The Indian Government is looking to it that the Indian Space Research Organisation (ISRO) is develops the Indian Regional Navigational Satellite System or the IRNSS to provide two important services. One is the Standard Positioning Service on land, air and water open for civilian use and the Restricted Service, encrypted one, for authorised users. News has it that this Navigation Satellite System-1A, which is India’s first, will be launched from the home-grown rocket, PSLV-C22 XL at 1.01 am from Sriharikota Space Port on June 12. Sriharikota is located off the Bay of Bengal on Andhra Pradesh coast, about 90km north-east of Chennai. So, this navigation system, which also helps in disaster and fleet management as well as tracking of vehicles, is a 1425 kg IRNSS-1, with a life span of about ten years.
Speaking at a press event, Mr. K Radhakrishnan, Chairman at ISRO based in Bangalore said that, “The IRNSS is designed to provide an accurate real time Position, Navigation and Time (PNT) services to users on a variety of platforms with 24×7 service availability under all weather conditions.” So, what do we know and what have we learnt from the event? It is that there will be a constellation of seven satellites under IRNSS by 2014-15. Extending to a region of about 1,500 km around the country, IRNSS is a venture developed at a cost of 16 billion rupees.
After inaugurating a two-day symposium on the ‘Saga of Indian Remote Sensing Satellite Programme: 25 years since IRS-1A’, Mr. Radhakrishnan said that, “Three satellites will be placed in the geostationary equatorial orbit (GEO) at 34, 83 and 131.5 degree east and two satellites each in the geosynchronous orbit (GSO) with equator crossing at 55 and 111.5 degree east at an inclination of 29 degree.” As per wikipedia, the ground segment of IRNSS constellation would consist of a Master Control Center (MCC), ground stations to track and estimate the satellites’ orbits and ensure the integrity of the network (IRIM), and additional ground stations to monitor the health of the satellites with the capability of issuing radio commands to the satellites (TT&C stations).

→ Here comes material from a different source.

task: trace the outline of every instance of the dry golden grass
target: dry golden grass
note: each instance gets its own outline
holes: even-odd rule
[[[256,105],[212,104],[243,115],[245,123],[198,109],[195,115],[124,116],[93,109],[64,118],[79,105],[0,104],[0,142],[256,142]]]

It has also been shared that the the navigation software will be developed indigenously by engineers at the Indian satellite centre in Bangalore. The development of single channel SPS and RS dual frequency receiver is being carried out in house to facilitate the testing of Navigation payload. Also, efforts are being taken to realise the IRNSS Signal Simulator. ISRO is collaborating with NPL to realise a space qualified Rubidium Atomic Frequency Standard.